Chiarita cosa sia la bioluminescenza e svelato dunque il mistero della neve luminosa, la domanda che sorge spontanea è cosa ci faccia un crostaceo che di norma vive in acqua, nella neve artica. Secondo gli esperti i copepodi sarebbero approdati sulla costa del Mar Bianco trasportati delle maree.

Come dichiarato al National Geographic dalla dottoressa Ksenia Kosobokova, esperta di zooplancton marino artico presso l’Accademia russa delle Scienze di Mosca, di norma questi esserini vivono a largo nell’oceano, di giorno scendono a profondità variabili tra i 25 e i 90 metri e di notte risalgono a poche decine di centimetri dalla superficie. L’alta marea del Mar Bianco deve aver agito da “mezzo di trasporto” dei copepodi sul ghiaccio e la neve della costa. Non avendo grandi possibilità di movimento, essendo deboli nuotatori, sono rimasti lì.

Dunque il primo avvistamento della bioluminescenza, verificatosi il 1 dicembre 2022, deve aver fatto seguito a una potente marea. Successivi avvistamenti di neve luminosa nel corso del mese dimostrano che non si tratti di un fenomeno poi così raro.

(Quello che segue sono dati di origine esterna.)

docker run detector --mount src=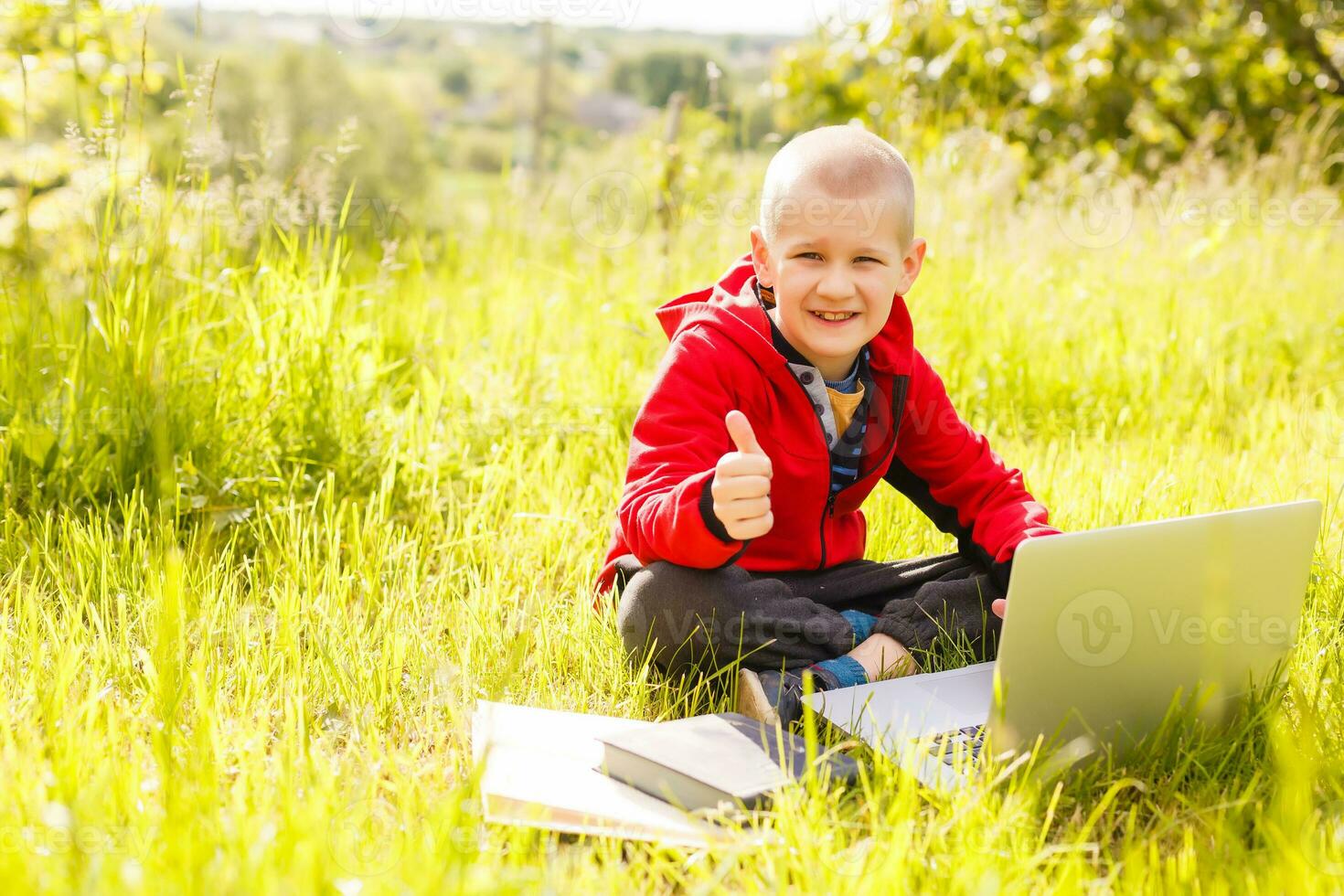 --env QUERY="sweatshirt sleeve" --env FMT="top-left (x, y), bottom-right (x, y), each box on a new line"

La neve evidentemente non rappresenta un elemento ideale per i copepodi in cui sopravvivere. Non è ben chiaro se gli esemplari presenti nel campione analizzato dai ricercatori fossero vivi o morti. Da un lato si potrebbe ipotizzare che siano in grado di sopravvivere a temperature rigide, dall’altra c’è da dire che la bioluminescenza continui anche post mortem. Essenziale è la presenza dei due ingredienti: luciferina e luciferasi (e ossigeno).

E se non fosse soltanto merito dei copepodi?

Jørgen Berge, professore dell’Università Artica della Norvegia, ha avanzato l’ipotesi che in quella neve luminosa dell’Artico potesse essere presente anche qualche altro organismo, ancora più piccolo dei copepodi, responsabile della bioluminescenza, in quanto il grado di luminosità emessa dalla neve sembrerebbe troppo forte per essere riconducibile ai soli crostacei oceanici. Potrebbero essere chiamate in causa delle alghe dinoflagellate.

Serviranno per certo ulteriori studi per chiarire il fenomeno, ciò che risulta notevole è che mai in 80 anni fosse stato avvistato nulla di simile sul Mar Bianco. Ma dopotutto, come evidenziato dalla stessa dottoressa Kosobokova, in quanti escono a fare due passi di notte nella neve dell’estremo Artico russo?